CUTLASS Support

@masahi I tried running the cutlass code, and compared it against PyTorch batched multiplication, but for some reason the outputs don’t match.

The way you provide the input to cutlass kernel is as follows

x_np = np.random.uniform(-1, 1, (bsz, d1, d3)).astype("float32")
y_np = np.random.uniform(-1, 1, (bsz, d2, d3)).astype("float32")

x = tvm.nd.array(x_np, device=dev)
y = tvm.nd.array(y_np, device=dev)

To provide the same input to the PyTorch kernel I used following code.

a = torch.from_numpy(x_np)
b = torch.from_numpy(y_np)
a.to("cuda")
b.to("cuda")

res = torch.matmul(a, b.transpose(dim0=1, dim1=2))

Now the output of the CUTLASS kernel is in the form of tvm.ndarray thus I converted it to torch tensor.
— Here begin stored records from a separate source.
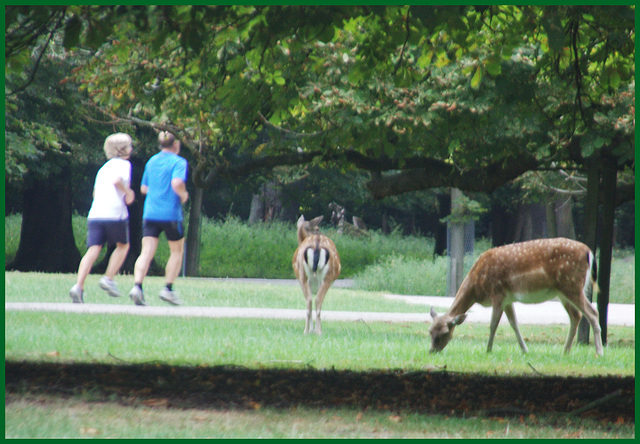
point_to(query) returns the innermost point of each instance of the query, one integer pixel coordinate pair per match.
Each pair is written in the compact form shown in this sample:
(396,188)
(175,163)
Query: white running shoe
(76,294)
(137,296)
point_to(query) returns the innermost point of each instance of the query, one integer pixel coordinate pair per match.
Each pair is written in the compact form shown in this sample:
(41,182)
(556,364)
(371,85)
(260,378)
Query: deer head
(442,329)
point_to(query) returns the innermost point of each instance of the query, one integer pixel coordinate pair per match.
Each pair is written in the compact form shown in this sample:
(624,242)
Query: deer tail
(591,279)
(317,257)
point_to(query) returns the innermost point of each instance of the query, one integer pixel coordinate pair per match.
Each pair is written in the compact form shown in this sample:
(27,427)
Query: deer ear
(459,319)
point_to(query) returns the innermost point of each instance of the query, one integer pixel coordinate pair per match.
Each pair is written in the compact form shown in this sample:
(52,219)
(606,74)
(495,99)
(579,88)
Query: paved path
(550,312)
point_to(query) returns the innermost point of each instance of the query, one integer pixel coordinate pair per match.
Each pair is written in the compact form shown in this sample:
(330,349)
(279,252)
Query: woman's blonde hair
(166,139)
(117,145)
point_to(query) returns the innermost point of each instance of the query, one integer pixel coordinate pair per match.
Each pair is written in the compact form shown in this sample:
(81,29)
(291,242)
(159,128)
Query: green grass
(265,342)
(41,416)
(382,263)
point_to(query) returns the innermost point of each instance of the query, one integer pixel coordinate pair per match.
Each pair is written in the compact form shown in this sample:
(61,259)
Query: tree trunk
(444,209)
(590,229)
(46,237)
(192,265)
(609,173)
(456,270)
(564,217)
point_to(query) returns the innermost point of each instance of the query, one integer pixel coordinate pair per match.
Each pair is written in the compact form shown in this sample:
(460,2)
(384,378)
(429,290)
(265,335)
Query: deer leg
(309,301)
(511,316)
(322,291)
(574,320)
(592,316)
(496,314)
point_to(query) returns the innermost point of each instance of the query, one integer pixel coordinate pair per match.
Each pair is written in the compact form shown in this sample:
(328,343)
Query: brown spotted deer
(528,272)
(316,264)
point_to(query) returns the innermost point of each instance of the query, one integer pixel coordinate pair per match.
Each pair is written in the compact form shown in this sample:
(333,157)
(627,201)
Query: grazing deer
(528,272)
(316,264)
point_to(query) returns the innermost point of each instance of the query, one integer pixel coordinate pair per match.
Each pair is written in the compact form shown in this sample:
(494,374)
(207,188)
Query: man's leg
(174,264)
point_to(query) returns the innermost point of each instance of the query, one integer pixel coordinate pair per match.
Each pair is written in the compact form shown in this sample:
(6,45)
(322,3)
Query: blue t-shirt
(162,203)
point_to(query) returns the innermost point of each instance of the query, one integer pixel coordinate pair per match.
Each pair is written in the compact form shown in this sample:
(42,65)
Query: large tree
(418,96)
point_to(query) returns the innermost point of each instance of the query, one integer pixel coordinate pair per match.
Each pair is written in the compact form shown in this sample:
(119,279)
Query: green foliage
(468,86)
(392,263)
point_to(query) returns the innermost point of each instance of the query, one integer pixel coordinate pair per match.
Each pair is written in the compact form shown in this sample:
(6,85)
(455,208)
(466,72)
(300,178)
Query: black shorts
(101,231)
(172,229)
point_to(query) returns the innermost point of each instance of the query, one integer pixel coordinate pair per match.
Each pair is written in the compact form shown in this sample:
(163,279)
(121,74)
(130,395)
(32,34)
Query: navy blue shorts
(100,232)
(172,229)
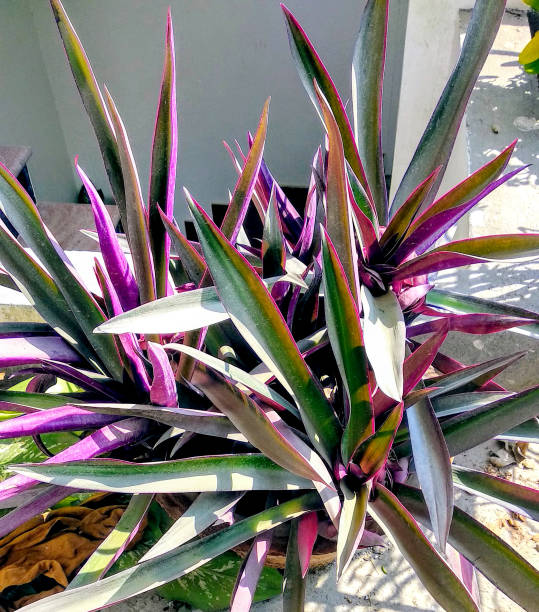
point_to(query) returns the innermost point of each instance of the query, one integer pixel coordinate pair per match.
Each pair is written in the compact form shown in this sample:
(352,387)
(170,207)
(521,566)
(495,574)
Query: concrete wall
(231,55)
(28,114)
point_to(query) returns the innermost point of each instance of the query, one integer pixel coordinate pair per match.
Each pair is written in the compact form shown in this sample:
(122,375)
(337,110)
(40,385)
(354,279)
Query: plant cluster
(303,352)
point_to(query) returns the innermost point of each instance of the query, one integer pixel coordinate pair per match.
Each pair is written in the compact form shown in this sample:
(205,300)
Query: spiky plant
(289,353)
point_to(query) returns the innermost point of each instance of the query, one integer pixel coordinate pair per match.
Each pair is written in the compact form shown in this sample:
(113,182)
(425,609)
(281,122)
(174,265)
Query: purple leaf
(163,389)
(467,323)
(132,358)
(415,366)
(137,221)
(249,574)
(433,262)
(403,218)
(21,351)
(434,227)
(465,571)
(410,296)
(102,441)
(63,418)
(113,256)
(307,534)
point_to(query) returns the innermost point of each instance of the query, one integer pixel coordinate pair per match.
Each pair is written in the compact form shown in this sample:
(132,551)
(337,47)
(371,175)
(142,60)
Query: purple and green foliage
(275,373)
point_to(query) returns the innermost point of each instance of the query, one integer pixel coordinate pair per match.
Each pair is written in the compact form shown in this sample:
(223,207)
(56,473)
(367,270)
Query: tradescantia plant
(290,353)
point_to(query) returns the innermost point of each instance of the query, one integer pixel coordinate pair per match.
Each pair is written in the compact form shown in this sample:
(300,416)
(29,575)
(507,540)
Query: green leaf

cutlass_res = torch.from_numpy(rt_mod.get_output(0).numpy())

and when I matched the two outputs, it gives false, but they do have the same shape.

torch.equal(res, R)

Out[]: False

Do you have any idea why the results don’t match?

Solved the problem by removing the temp directory that is created when profile and build function is invoked.